What is Bordism good for?
Solution 1:
Let me answer your question with another question:
What is any invariant (e.g. homology?) good for?
I really like bordism, because to me it is a very geometric invariant and I have intuition for it. Singular cycles are very hard to visualize in general.
Have you ever drawn explicit cycles representing homology classes in surfaces? I encourage you to do this for $H_1(\Sigma_g;\mathbb Z)$. Also show that the "waist" of a genus two surface is null-homologues.

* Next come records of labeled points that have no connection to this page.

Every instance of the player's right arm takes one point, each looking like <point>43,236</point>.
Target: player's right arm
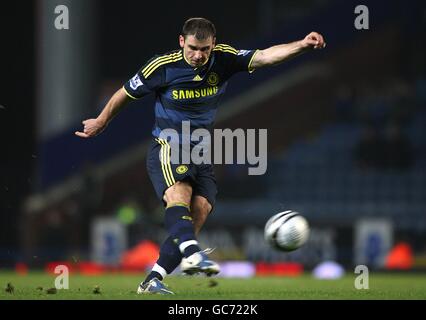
<point>93,127</point>
<point>147,80</point>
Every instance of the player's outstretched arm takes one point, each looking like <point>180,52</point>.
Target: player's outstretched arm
<point>93,127</point>
<point>283,52</point>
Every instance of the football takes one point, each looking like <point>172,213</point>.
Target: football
<point>287,231</point>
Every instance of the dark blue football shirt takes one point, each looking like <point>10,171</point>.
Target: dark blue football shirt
<point>185,93</point>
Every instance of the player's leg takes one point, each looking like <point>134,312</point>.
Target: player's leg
<point>204,195</point>
<point>200,210</point>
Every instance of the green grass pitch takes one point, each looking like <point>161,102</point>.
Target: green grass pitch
<point>34,285</point>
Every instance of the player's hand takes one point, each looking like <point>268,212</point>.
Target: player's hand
<point>313,41</point>
<point>92,127</point>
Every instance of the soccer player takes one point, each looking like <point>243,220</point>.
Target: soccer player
<point>188,84</point>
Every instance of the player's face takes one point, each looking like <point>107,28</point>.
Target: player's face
<point>196,52</point>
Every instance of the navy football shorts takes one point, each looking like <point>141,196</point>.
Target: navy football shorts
<point>163,173</point>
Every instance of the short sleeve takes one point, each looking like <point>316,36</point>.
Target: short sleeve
<point>146,80</point>
<point>237,60</point>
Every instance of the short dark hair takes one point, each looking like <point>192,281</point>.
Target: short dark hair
<point>201,28</point>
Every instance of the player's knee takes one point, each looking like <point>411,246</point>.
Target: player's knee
<point>200,210</point>
<point>180,192</point>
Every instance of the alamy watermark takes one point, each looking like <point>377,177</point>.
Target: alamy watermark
<point>195,147</point>
<point>62,281</point>
<point>361,281</point>
<point>62,20</point>
<point>362,21</point>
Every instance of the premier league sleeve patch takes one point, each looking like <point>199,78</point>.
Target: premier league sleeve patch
<point>136,82</point>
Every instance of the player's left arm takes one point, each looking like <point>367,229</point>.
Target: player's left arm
<point>283,52</point>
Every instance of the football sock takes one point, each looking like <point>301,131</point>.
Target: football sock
<point>156,272</point>
<point>179,224</point>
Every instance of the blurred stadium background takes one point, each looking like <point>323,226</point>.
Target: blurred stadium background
<point>346,135</point>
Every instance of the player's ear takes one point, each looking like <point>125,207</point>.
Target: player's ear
<point>181,41</point>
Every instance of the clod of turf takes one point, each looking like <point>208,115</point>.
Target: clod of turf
<point>96,290</point>
<point>51,291</point>
<point>212,283</point>
<point>9,288</point>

Then you might find that any class can be represented by some union of triangulated circles: i.e. any class lies in the image of $T_X$: The cycles are represented by $1$ dimensional manifolds. This is so much nicer than any singular cycle. In fact the earliest attempts to define homology were actually defining bordisms!

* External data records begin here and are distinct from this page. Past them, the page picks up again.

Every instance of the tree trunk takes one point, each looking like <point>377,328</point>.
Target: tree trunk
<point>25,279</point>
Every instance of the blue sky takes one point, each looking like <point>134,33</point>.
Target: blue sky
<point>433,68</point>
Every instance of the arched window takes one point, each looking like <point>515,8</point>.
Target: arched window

A natural question is then if this is always possible: Can any singular cycle be represented by a singular manifold (i.e. a map from a manifold to your space)? This is Steenrod's problem. The answer is no for $H_*(X;\mathbb Z)$, but it is true for $H_*(X;\mathbb{Z}_2)$, where you need to use unoriented bordism to define the map. This was proven by Thom.

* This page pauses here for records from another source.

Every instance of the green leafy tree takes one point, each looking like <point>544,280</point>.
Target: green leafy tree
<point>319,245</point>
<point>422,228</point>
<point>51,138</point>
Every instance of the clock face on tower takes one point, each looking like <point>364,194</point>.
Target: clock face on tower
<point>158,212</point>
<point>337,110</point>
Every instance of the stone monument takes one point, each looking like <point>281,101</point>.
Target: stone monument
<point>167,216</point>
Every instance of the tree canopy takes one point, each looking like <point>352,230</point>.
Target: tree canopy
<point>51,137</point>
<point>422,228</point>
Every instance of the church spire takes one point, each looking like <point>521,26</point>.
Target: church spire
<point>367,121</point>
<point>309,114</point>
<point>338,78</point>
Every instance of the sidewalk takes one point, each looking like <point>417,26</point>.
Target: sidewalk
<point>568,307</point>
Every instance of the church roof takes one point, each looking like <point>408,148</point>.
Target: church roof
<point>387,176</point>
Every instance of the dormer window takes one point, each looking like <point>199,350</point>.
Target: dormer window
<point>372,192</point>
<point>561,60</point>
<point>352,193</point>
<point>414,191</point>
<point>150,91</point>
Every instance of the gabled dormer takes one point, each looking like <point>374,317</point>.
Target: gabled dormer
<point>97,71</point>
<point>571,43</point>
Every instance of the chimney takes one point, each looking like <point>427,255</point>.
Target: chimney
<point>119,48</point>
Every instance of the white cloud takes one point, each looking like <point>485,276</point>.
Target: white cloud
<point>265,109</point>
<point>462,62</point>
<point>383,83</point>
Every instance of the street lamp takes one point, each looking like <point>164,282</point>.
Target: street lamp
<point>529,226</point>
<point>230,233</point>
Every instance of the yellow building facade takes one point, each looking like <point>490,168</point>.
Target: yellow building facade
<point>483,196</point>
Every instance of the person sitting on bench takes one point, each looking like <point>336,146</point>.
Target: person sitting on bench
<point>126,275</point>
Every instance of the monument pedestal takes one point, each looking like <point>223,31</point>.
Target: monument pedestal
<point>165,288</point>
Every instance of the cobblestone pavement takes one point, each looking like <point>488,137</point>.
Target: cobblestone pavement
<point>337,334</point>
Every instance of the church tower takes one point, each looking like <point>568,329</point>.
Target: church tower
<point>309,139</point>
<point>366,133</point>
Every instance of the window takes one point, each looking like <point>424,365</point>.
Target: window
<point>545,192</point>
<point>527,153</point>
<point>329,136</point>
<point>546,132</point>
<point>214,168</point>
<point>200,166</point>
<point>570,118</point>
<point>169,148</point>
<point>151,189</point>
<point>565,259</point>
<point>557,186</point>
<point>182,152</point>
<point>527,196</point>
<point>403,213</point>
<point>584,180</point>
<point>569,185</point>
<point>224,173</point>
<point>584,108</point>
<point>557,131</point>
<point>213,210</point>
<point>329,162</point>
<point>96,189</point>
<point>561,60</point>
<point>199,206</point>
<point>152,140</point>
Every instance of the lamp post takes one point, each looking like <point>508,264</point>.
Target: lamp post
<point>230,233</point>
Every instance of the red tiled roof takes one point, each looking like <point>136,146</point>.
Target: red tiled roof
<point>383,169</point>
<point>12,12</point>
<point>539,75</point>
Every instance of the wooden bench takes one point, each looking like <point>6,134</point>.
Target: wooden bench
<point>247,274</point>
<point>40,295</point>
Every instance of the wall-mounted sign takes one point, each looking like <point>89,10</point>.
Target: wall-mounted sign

But Thom did so much more. While the homology of a point is simple: $H_*(\mathrm{pt};\mathbb{Z}_2)=\mathbb Z_2$, the unoriented bordism group $\mathcal{N}_*(\mathrm{pt})$ is much more complicated: There are many manifolds which are not the boundary of a higher dimensional manifold. An example is $\mathbb{RP}^2$, but I do not want to prove this here. Anyway: Thom managed to completely compute the unoriented cobordism ring, by showing that it is equal to a certain homotopy group. His techniques can also be extended to compute many other cobordism rings. I find this one of the most beautiful stories in mathematics.
Finally I want to remark that cobordism groups naturally pop up in other problems. Here is a baby example: Take a smooth map $f:M\rightarrow N$ between finite closed manifolds. Sard's theorem says that there are always many regular values. The preimage $X=f^{-1}(x)$ is then a closed submanifold of $M$. While this submanifold $X$ depends on the regular value chosen, it's cobordism class does not. And it also does not depend on the homotopy class of $f$. So there is a natural map $$ [M,N]\rightarrow \mathcal{N}_*(M) $$ by taking the preimage of a regular value. To use this invariant, you better be able to compute (part of) the right hand side. Since the work of Thom, we understand how this relates to the homology of $M$. You can take this idea much further.